High Court Jharkhand High Court

M.P.Singh & Ors. vs State Of Jharkhand on 23 June, 2010

Jharkhand High Court
M.P.Singh & Ors. vs State Of Jharkhand on 23 June, 2010
      IN THE HIGH COURT OF JHARKHAND AT RANCHI
                           Cr.M.P. No. 1468 of 2005
                                ------
      M.P. Singh & Ors. ...      ...     ...       ....   ......   Petitioners
                           Versus
      State of Jharkhand ..       ...   ........                   Opp. Party
                                 ------
      CORAM:         HON'BLE MR. JUSTICE D.G.R. PATNAIK
                              ------
      For the Petitioners:    Mr. Chandrajit Mukherjee, Advocate
      For the State:          Mr. D.K. Prasad, A.P.P
                              -----

07/23.06.2010

Invoking the inherent jurisdiction of this Court under Section
482
of the Code of Criminal Procedure, the petitioners have filed
the present application for quashing the order dated 15.07.2005
whereby, the learned court below had rejected the petitioners’
prayer for their exemption from personal appearance in the case,
vide C-III Case No. 342 of 1982 under Section 205 of the Code of
Criminal Procedure.

2. Heard counsel for the petitioner and counsel for the State.

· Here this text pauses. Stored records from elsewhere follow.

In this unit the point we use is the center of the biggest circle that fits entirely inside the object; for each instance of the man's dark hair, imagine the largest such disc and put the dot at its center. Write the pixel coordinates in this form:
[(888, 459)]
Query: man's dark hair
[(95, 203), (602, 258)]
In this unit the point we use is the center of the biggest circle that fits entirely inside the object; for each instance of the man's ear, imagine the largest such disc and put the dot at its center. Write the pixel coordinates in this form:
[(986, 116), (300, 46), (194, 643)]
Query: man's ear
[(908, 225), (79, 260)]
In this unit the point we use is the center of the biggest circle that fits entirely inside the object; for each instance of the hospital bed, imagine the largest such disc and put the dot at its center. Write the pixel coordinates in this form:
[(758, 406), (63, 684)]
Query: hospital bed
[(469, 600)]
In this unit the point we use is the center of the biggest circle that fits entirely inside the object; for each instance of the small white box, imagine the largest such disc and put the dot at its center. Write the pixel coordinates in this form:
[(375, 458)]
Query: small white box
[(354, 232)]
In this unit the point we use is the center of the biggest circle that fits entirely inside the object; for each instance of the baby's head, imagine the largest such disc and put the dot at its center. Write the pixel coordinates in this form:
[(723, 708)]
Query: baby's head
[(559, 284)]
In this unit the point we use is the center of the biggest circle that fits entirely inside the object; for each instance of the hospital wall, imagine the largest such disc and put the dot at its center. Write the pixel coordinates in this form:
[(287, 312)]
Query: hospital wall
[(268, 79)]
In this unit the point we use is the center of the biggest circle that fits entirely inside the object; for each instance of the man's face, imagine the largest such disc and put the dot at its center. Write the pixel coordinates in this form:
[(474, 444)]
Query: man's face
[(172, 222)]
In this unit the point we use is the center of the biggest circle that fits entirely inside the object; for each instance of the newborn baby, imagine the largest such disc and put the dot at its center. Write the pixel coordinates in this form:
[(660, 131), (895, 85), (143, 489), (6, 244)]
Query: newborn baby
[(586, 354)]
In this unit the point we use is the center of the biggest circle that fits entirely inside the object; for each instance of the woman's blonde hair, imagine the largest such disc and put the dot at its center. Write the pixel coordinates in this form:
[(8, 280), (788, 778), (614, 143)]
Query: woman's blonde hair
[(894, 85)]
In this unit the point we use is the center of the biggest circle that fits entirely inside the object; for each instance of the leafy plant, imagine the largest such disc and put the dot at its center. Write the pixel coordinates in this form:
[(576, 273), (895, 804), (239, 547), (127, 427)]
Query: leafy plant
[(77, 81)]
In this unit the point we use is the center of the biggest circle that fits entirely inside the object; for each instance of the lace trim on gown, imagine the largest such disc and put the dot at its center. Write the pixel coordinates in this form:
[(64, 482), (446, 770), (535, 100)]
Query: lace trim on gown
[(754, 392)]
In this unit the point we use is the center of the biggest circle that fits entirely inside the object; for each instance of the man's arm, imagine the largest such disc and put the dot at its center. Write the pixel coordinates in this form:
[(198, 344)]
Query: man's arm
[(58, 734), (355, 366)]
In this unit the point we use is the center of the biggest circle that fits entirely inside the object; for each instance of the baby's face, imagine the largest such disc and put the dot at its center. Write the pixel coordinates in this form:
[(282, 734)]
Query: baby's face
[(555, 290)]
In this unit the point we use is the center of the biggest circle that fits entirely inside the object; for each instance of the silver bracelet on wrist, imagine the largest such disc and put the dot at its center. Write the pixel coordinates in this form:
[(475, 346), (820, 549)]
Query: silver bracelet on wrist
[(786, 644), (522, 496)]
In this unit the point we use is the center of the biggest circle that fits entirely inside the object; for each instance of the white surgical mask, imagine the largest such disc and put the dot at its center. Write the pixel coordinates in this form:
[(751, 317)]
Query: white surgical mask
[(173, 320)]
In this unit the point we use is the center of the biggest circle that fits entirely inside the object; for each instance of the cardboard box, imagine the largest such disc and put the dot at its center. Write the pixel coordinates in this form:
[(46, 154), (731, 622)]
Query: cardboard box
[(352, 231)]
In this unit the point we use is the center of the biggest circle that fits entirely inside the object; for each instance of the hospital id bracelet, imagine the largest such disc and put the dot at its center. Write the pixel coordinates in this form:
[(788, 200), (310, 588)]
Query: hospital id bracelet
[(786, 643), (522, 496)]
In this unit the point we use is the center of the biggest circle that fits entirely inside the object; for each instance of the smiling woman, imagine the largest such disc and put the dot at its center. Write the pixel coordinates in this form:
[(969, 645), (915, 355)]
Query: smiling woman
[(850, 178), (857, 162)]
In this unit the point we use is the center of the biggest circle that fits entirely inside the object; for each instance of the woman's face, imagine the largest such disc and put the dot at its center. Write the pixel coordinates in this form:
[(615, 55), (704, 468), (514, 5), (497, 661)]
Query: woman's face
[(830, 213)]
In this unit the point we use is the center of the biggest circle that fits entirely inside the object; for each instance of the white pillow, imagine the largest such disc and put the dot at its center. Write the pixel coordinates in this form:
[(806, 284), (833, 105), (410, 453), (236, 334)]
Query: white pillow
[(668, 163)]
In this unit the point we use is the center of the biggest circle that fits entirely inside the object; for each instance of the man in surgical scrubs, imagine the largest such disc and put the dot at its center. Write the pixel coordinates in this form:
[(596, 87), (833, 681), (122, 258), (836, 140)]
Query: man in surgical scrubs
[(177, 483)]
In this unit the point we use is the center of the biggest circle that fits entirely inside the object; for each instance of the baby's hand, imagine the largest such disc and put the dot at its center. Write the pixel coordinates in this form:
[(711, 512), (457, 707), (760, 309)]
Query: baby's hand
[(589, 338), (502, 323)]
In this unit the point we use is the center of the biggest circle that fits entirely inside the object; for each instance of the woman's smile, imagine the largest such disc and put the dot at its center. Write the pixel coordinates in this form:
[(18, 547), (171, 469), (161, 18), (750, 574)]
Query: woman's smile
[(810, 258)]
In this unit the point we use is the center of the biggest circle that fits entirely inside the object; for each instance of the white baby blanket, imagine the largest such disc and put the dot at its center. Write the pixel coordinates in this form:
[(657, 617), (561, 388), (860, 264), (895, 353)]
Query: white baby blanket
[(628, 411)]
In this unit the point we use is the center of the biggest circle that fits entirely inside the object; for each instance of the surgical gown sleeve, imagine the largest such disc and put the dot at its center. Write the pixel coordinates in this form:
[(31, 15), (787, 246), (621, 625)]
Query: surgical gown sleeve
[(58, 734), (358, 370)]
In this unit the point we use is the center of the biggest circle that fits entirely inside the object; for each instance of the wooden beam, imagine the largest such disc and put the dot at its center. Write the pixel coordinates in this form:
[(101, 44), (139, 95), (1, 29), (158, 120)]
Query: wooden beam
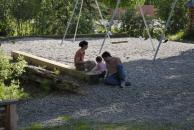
[(117, 42), (50, 65)]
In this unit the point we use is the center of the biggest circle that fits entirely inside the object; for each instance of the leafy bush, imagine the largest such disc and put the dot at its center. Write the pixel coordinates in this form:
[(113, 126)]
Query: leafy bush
[(133, 24), (179, 19), (9, 78)]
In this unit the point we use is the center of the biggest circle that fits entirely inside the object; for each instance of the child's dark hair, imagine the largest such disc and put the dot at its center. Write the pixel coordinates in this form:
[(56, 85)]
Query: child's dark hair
[(83, 43), (106, 54), (98, 59)]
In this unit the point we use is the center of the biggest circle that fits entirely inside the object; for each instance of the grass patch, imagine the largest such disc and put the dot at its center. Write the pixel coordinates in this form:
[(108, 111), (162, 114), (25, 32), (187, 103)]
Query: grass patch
[(134, 125), (182, 36), (177, 37)]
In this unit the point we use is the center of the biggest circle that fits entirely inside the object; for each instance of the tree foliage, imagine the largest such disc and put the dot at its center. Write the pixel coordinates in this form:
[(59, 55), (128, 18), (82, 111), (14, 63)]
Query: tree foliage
[(9, 78), (179, 19)]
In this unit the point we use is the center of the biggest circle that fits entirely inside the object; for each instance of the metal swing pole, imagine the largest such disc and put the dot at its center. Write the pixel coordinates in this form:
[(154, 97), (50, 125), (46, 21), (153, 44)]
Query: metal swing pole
[(102, 18), (110, 23), (166, 26), (146, 25), (69, 22), (78, 20)]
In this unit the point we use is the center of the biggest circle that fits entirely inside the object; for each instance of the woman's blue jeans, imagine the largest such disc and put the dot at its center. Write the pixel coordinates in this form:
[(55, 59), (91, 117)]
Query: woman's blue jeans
[(117, 78)]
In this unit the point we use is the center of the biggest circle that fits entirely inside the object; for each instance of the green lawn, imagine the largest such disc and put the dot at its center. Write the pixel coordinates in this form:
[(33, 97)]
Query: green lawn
[(89, 125)]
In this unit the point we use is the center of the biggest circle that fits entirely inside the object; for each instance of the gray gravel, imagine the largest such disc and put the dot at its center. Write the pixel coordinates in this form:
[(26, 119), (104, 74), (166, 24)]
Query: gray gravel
[(163, 91)]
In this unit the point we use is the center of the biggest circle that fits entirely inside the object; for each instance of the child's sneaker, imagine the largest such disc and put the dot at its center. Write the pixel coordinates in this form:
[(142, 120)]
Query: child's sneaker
[(122, 85), (166, 40)]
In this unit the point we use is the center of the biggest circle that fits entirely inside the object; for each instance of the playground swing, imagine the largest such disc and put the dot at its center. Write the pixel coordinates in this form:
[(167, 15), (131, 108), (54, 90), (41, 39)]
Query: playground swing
[(79, 15), (162, 37), (125, 41)]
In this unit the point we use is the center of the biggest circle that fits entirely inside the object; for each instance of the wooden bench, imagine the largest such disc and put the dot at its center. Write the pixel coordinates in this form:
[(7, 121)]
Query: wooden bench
[(8, 115), (50, 65)]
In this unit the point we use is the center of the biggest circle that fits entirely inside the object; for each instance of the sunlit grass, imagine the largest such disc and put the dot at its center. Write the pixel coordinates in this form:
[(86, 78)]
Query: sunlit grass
[(91, 125)]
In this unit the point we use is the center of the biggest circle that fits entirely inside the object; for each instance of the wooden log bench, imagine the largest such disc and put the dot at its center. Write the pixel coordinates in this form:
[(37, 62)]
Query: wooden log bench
[(50, 65), (53, 65), (8, 115)]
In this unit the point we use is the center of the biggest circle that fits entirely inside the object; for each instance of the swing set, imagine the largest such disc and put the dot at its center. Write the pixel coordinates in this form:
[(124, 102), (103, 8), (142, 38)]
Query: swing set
[(108, 28)]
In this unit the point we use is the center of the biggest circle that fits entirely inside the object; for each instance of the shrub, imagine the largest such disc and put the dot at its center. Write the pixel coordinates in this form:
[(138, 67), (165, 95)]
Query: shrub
[(10, 73)]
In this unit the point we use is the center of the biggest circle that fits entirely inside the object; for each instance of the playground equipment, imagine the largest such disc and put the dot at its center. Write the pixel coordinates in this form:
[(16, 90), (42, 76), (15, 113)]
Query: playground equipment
[(165, 29), (107, 29)]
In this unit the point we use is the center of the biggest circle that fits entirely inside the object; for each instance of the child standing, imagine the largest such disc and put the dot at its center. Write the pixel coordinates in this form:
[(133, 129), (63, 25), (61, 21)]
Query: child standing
[(100, 67)]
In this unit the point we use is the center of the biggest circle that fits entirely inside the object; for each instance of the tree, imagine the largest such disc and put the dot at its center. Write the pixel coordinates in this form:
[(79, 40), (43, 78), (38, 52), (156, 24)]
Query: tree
[(179, 19)]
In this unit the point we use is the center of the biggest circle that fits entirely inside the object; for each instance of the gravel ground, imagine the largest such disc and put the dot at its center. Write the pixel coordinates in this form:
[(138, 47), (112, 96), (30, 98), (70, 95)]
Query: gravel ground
[(163, 91)]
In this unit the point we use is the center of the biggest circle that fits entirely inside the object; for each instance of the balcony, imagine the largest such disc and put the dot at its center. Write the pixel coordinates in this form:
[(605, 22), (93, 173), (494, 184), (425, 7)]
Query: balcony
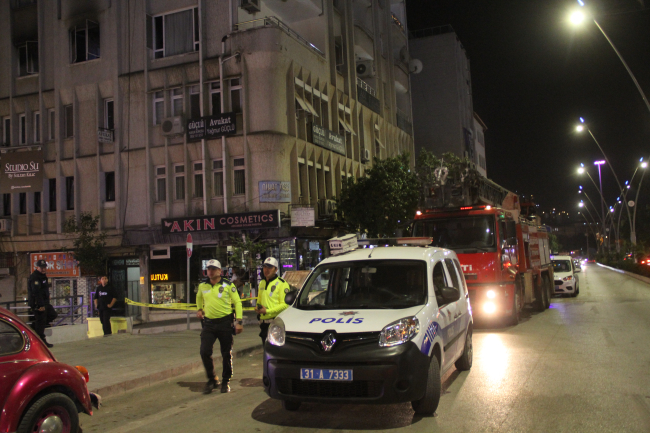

3. The case against the petitioners was registered on the basis
of complaint filed by the Provident Fund Inspector alleging that in
spite of several notices, the petitioners had failed to deposit the
Linked Insurance Contributions of their employees for the month of
November, 1980 to January, 1981. On the basis of the complaint,
cognizance for the offence under Section 14 of the Employees
Provident Fund Act and Miscellaneous Provisions Act, 1952, was
taken against the petitioners by the court below.

4. Assailing the impugned order, learned counsel for the
petitioners raises the following grounds:-

(i) No summon was ever served upon the petitioners
informing them of the institution of the case and of the
cognizance being taken for the offences against them.

(ii) The petitioners happen to be the Directors of M/s Aron
Chemicals (P) Ltd. living at Kolkata and they have no
knowledge whatsoever about the present case.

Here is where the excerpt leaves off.